Capital has no ideology.

Ever wondered what it takes to turn vague outrage into real economic pressure? This punchy episode of *I'm Quitting Alcohol* swaps booze stories for a sharp, five‑minute crash course in how boycotts actually work — or mostly don’t. Comedian and host David Boyle kicks off “class” with what he calls “the wisdom of Evan”, reading an article that pulls apart feel‑good activism and asks a brutal question: does it cost capital anything?

Evan’s key line — “Capital has no ideology” — sets the tone. Corporate giants, he argues, don’t respond to moral arguments; they respond to profit and loss.

You’ll hear why most consumer boycotts are “noise”, leaving companies to roll out a familiar PR playbook: “validate the emotion, contest the framing, make a symbolic concession, outlast the news cycle.” The episode runs through three levels of pressure on transnational capital, from the weakest (consumer boycotts) to the most effective (institutional divestment and procurement bans that hit financing and big contracts).

Boyle reads how the anti‑apartheid struggle only shifted once universities, banks, and pension funds started pulling serious money, and how hashtags and shared graphics can give a dangerous illusion of impact. The real leverage, Evan argues, lies in “institutional organising, parallel economic construction, value chain development, civilisational maintenance” — the hard, slow, unglamorous work that rarely trends online.

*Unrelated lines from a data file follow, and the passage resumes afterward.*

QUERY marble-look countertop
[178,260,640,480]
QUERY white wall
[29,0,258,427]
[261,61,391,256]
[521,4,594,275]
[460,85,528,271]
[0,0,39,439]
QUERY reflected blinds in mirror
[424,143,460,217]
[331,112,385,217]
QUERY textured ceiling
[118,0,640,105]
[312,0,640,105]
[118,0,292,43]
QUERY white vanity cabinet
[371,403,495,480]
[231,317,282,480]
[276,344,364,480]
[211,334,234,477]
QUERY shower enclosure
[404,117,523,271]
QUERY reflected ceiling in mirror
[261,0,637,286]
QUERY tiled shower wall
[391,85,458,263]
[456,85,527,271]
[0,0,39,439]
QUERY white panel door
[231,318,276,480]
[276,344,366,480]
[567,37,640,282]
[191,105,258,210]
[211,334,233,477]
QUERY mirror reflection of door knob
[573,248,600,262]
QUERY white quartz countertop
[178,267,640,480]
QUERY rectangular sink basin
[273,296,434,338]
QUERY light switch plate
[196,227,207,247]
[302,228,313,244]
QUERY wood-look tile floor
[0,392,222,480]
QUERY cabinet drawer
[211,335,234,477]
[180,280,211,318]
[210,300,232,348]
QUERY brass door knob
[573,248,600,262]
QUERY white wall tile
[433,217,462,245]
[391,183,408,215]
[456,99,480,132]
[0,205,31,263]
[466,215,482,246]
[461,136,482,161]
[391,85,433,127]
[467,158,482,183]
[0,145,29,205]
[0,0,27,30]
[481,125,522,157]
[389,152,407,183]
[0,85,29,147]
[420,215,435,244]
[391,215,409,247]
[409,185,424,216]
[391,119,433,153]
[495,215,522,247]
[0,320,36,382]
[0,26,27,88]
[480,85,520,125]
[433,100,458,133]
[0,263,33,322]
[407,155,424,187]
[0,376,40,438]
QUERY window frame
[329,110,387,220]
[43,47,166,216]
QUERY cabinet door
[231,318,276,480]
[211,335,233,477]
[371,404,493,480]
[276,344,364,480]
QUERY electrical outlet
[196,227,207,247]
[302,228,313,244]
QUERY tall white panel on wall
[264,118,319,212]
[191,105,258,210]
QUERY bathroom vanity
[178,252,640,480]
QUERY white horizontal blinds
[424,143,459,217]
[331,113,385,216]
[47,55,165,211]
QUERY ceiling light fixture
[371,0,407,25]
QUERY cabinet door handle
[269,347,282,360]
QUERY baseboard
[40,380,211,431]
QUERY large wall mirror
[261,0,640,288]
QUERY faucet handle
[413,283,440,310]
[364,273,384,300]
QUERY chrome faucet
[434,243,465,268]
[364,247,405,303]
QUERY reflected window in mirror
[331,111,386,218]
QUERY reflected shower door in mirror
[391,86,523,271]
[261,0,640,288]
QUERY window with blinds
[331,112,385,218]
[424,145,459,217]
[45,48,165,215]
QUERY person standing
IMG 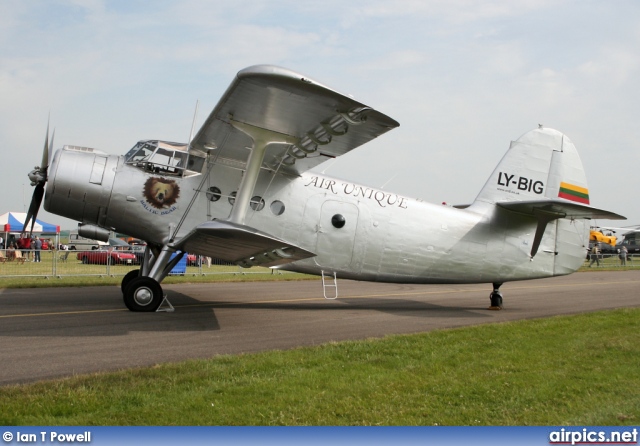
[620,245,629,266]
[589,243,600,268]
[33,237,42,262]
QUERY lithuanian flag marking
[558,183,589,204]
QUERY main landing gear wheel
[120,269,140,294]
[489,283,502,310]
[123,277,164,312]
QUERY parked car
[77,247,136,265]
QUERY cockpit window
[125,141,206,176]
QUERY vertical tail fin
[469,127,624,274]
[474,127,589,207]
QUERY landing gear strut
[122,277,164,312]
[120,245,184,312]
[489,283,502,310]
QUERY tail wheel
[120,269,140,294]
[123,277,163,312]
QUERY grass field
[0,309,640,425]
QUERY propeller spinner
[22,121,56,236]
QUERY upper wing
[191,65,399,175]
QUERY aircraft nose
[44,146,119,226]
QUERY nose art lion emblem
[143,177,180,209]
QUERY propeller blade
[40,119,49,169]
[47,129,56,172]
[22,183,44,236]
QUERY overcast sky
[0,0,640,229]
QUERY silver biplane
[25,65,624,311]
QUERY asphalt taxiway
[0,271,640,385]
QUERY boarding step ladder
[321,270,338,300]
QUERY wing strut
[229,118,298,225]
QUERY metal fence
[0,249,274,278]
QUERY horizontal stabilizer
[496,199,626,220]
[174,220,315,268]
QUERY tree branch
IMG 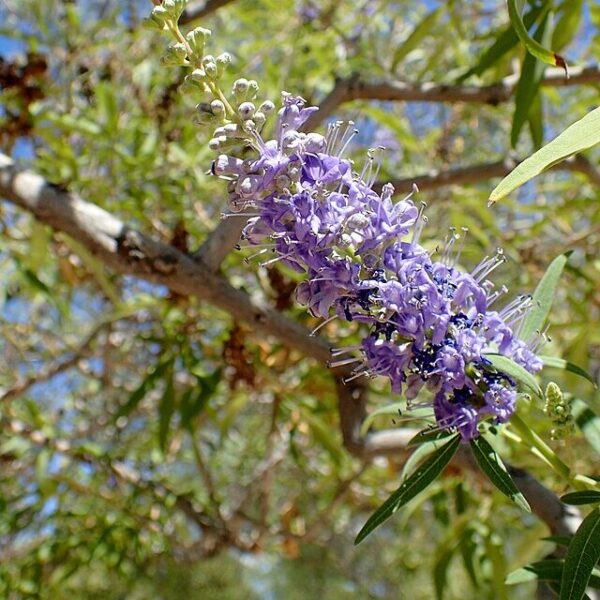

Although the show usually tracks Boyle’s path from “alcoholic maniac to sober lunatic”, this instalment still suits anyone in recovery who’s starting to question systems, power, and where their energy actually matters. It’s short, sweary, packed with dense ideas, and ends with a classic sign‑off: “Alrighty, you can chew on that for a little while.

Class dismissed.” If you’ve ever shared a boycott meme and wondered if it did anything, this one might make you rethink where you put your time and outrage.